Pirates have arrived in the country and plan to plunge into the shark-infested waters of Israeli politics.
Political pirates, that is.
Activists recently announced their intention to form a political party based on the ideas propagated by Europe’s so-called Pirate movement that focuses on civil rights and freedom of information.
Yuval Adam, a hi-tech entrepreneur from Tel Aviv and one of the movement’s founders, told The Jerusalem Post on Sunday the initiative was no joke and will hold its first gathering at the Museum of Bat Yam on September 6.
“It’s a very serious party whose ultimate goal is to be elected to the Knesset and to influence the political system from within,” the 28-year-old said in a phone interview.
Adam said participants at the conference will be invited to debate the party’s proposed agenda and then take part in a series of votes – one of the signatures of the movement that believes in direct democracy.
“We are in a process of taking a look at the the classic [Pirate] manifestos and adapting them for Israel, deciding what’s relevant and irrelevant,” he said.
The Pirate Party first hoisted its skull-and-bones flag in Sweden in 2006. Founded by activist Rickvard Falkvinge, its name derives from the filesharing website The Pirate Bay, which flouts restrictions on intellectual property by disseminating movies and television shows freely.
With a message in tune with the Digital Age and a hard-to-resist public relations gimmick that draws on the romantic imagery of the swashbuckling buccaneer made popular by the likes of 19th-century author Robert Louis Stevenson right up to Disney’s Captain Jack Sparrow, the anti-establishment movement struck a chord among European young adults and slowly spread across the continent.
It was not until 2011, however, when the German branch unexpectedly received 8.9 percent of the vote in the Berlin state elections, that it made a splash. Since then pirates have won seats in the assemblies of several German states and affiliate groups have spread to places as far and wide as Argentina, Tunisia and now Israel.
Adam said he hopes Israel’s pirates will draw support from the crowds who identified with the J14 social justice movement, which erupted last summer in a bang, but seems to have dissipated in the last couple of months amid much infighting.
“I think we can attribute the founding of our party to the social protest movement,” Adam said. “It stirred up our emotions and showed us how to organize. Erecting a tent in a public space is a very pirate-like thing to do,” he added, referring to the protests on Rothschild Boulevard in Tel Aviv and elsewhere that began in July 2011.

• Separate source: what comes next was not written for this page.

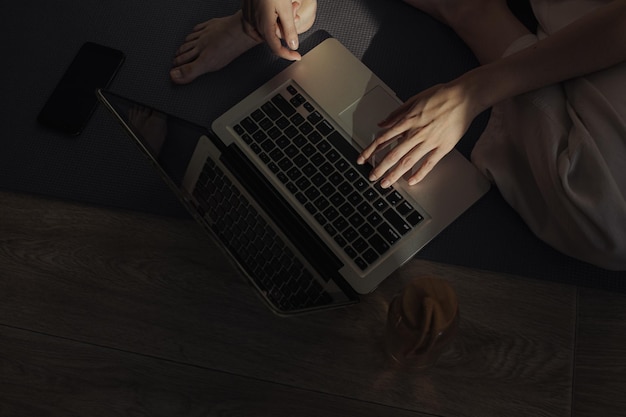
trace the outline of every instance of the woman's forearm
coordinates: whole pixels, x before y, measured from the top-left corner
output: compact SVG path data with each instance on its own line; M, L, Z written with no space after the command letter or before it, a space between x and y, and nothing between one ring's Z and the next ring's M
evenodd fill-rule
M624 61L626 0L615 0L531 47L467 73L466 81L486 109Z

But in these troubled waters one might easily argue there are more pressing things to deal with than intellectual property law or other concerns raised by the pirates’ European brethren. What about relations between Jews and Arabs, Israelis and Palestinians or secular and religious Jews? Where do they stand on an Israeli strike on Iran’s nuclear program? The pirates navigate around these contentious issues saying they are “the party of questions, not answers.”
“We don’t have a conclusive opinion on these issues for a couple of reasons,” Adam said. “First, we haven’t set up a party mechanism to make decisions on such matters. Besides, we believe the problem we are facing is that we haven’t got enough information. In other words, we oppose some entitled groups,” he said, apparently referring to the government of Prime Minister Binyamin Netanyahu, “dictating to us some false discourse. Everybody is talking about whether [Iran] does or does not have a bomb, but there is too little information out there to make a real decision.”
As Adam and his colleagues prepare to pitch their ideas to the public, they’re already facing competition on the high seas of Israeli politics.
Last month drug legalization activist Ohad Shem-Tov registered a separate Pirate Party with the intention of running in the next general election, due by October 2013. So far, Shem-Tov’s contingent has turned down interview requests.
Adam said his camp is going ahead regardless of any other faction. “We are building a grassroots organization,” he said. “[Shem-Tov] is doing it from above.”
And then there’s one more obstacle: The pirates’ war chest is empty. How will they fund their activities? “We have nobody like the New Israel Fund backing us financially and that’s usually where the problems begin,” Adam admitted. “In the future we’d like to see the party’s activity funded directly by the public. Currently, all our work is done by volunteers – graphic designers, social workers, activists – who come in and lend us their time and effort.”